目を開けると、苦しそうに顔を歪める貴介さんの姿。毎晩こうして抱かれるのだろうか。愛などないこの結婚が終わる、その日まで。
「わたし、なにか、怒らせるような、こと……あ、あ……きもち、い……っ」
「そう。茉以子はそうやって、ただ俺に抱かれて善がっていればいい」
「でも、酷くされるのは、」
「大丈夫。酷くしても、最高に悦くしてあげるから。──かわいいよ、茉以子」
うっすらと汗が浮かんだ額、ほつれた髪の束、むせ返りそうなムスクに混じるタバコと汗の匂い。不意打ちで繰り出されたセリフに浸る間もなく、獣のようにただ高みに向かって絡み合う。
柔らかな声で名前を呼ばないで。酷いと言うのなら、うんと酷くして、優しさなんて見せないで。
その裏を、あなたの本心を覗き見たくなってしまう。この結婚は、わたしたちが交わした秘密の契約。そこに本音など、お互いの気持ちなど、介在することはない──。
「あなたが達くところを見たい。
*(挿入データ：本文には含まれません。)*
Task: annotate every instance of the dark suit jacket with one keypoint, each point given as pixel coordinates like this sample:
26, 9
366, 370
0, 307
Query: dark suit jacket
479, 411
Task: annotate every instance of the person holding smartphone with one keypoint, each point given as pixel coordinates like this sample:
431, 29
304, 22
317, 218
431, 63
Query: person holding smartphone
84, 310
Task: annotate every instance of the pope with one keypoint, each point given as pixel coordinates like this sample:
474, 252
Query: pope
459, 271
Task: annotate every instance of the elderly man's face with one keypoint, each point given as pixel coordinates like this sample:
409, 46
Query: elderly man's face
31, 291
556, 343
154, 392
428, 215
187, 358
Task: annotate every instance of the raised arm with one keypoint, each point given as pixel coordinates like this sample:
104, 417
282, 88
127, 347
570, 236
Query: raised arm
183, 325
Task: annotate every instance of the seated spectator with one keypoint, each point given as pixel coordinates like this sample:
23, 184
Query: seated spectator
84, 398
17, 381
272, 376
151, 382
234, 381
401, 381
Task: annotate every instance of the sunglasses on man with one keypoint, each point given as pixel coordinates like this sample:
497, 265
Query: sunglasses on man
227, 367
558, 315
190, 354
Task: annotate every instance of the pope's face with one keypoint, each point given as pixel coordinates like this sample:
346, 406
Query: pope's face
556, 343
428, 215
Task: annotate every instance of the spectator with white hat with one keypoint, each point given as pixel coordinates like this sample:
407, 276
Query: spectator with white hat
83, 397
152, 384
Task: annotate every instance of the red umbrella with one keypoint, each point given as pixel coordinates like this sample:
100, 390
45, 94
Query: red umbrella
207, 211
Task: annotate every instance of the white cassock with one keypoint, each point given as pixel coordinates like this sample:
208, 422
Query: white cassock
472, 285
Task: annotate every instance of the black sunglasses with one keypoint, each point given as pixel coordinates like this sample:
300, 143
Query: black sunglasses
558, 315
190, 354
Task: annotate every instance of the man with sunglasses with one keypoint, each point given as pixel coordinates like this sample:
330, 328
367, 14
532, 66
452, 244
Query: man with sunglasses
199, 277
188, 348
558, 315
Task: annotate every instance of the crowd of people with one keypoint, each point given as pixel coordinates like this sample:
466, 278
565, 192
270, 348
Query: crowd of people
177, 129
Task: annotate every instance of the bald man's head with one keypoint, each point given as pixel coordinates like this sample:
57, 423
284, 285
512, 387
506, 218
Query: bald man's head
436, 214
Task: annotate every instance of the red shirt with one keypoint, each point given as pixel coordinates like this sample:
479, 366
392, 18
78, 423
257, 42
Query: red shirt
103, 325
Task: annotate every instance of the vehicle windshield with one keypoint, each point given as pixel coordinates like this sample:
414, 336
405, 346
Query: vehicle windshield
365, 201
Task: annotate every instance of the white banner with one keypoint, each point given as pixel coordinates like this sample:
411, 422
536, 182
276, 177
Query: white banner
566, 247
夫の俺には隠さず、すべて見せて」
左手の薬指が鈍く光る。結婚初夜──「好き」も「愛してる」も「一生の約束」も交わすことのない、情欲のみが燃える冷たい夜。
わたしの心の中を、あなたに知られることはきっとない。どうか、この想いを伝えなければならない日が来ませんように。秘密の中に秘めたまま、静かに終わりを迎えられますように。